Shocking, scandalous and deeply deeply real: Divorce on Sky Atlantic is the autumn TV show we've all been waiting for

Divorce, Sky Atlantic: Sarah Jessica Parker and Thomas Haden Church
Divorce, Sky Atlantic review: CULTURE WHISPER SAYS: ★★★★★

"He doesn't just make me come. He makes me come a lot". Sarah Jessica Parker as Carrie Bradshaw was pretty brash, but she would never be caught dead saying those words. Her dirtier, more selfish, cheating older alter ego in a brand new show on Sky Atlantic, however? Carrie Bradshaw 2.0 is much more fun, and starring in a deliciously horrid new show written by the mastermind behind Catastrophe, Sharon Horgan.

This is the fictional story of the magnificently selfish Frances (Parker), who finds herself is in a loveless marriage with the deadly dull Robert (Thomas Haden Church).
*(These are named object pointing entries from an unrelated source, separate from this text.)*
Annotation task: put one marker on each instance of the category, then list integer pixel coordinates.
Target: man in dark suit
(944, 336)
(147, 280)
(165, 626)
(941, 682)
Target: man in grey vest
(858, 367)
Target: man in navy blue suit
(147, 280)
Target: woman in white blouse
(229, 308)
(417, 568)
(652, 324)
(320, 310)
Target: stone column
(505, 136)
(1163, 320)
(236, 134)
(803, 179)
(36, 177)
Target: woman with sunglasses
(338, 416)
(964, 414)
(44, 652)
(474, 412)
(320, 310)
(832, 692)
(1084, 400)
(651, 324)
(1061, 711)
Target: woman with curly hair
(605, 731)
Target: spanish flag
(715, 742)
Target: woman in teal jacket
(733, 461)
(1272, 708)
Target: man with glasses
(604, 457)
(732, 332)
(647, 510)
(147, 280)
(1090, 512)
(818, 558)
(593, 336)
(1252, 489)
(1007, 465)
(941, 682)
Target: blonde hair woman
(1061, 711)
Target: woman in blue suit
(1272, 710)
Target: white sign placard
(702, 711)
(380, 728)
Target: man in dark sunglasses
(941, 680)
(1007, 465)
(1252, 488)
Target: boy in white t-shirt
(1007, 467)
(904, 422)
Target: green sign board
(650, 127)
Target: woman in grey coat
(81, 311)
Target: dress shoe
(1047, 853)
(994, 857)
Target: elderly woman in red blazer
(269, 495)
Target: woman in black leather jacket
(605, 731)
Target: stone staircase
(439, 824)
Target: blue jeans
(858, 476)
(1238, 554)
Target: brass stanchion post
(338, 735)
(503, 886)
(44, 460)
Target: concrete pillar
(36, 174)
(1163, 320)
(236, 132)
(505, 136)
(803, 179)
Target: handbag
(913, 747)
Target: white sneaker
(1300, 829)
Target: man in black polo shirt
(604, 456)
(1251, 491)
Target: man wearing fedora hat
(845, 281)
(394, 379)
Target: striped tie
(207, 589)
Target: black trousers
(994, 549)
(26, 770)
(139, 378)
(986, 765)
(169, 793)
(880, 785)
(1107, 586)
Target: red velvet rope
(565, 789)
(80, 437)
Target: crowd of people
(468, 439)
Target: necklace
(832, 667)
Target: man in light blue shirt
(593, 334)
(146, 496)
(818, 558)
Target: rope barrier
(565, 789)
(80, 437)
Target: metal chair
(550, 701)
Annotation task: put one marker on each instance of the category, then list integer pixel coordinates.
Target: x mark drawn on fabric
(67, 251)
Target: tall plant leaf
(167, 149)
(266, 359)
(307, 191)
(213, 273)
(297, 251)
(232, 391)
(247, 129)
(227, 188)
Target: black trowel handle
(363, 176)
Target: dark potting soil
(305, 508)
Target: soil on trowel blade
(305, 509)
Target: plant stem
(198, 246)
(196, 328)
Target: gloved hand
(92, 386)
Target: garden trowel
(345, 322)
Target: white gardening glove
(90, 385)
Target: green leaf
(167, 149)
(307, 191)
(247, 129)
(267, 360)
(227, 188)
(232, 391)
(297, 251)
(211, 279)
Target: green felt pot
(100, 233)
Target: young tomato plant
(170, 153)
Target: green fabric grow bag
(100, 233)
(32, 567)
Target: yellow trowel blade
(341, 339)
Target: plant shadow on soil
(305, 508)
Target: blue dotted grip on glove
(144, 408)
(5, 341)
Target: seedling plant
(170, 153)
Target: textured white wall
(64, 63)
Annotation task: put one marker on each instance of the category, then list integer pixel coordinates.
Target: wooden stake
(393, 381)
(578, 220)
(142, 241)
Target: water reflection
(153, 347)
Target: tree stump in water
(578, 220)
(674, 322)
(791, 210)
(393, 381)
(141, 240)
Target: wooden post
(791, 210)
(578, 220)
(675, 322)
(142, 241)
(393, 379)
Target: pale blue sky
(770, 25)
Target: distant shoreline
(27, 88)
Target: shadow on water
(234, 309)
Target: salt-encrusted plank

They coexist in perfect disharmony. In the first scene, we're introduced to their marital misery with Robert shoving a bucket full of his own poo in Frances' face, having been forced to defecate in the garage as Frances spent so long soaking in a nice long bath.

The tipping point in the marriage comes, not with buckets of poo (thank goodness) but when Frances watches one of her friends threaten her bullying husband with a gun and give him a heart attack. She needs a divorce, she says. She doesn't want to blow her husband's horrible moustache off his pedestrian head.



Unlike most British writing that makes its way across the pond and onto American shores, it doesn't seem to have been exposed to much linguistic censorship. The full, kaleidoscopic range of dirty language you would expect to encounter in a case of marital rot is up for grabs, and the characters use it to full effect. There's not a single redeeming person amongst the cast. Everyone is a selfish, egotistical maniacal monster, disappointed with their lot.

This is a brilliant tale of connubial decline, deadly funny and honest portrayal of lovers who are out for themselves. It's the best and worst thing on TV this autumn. Go and watch it now.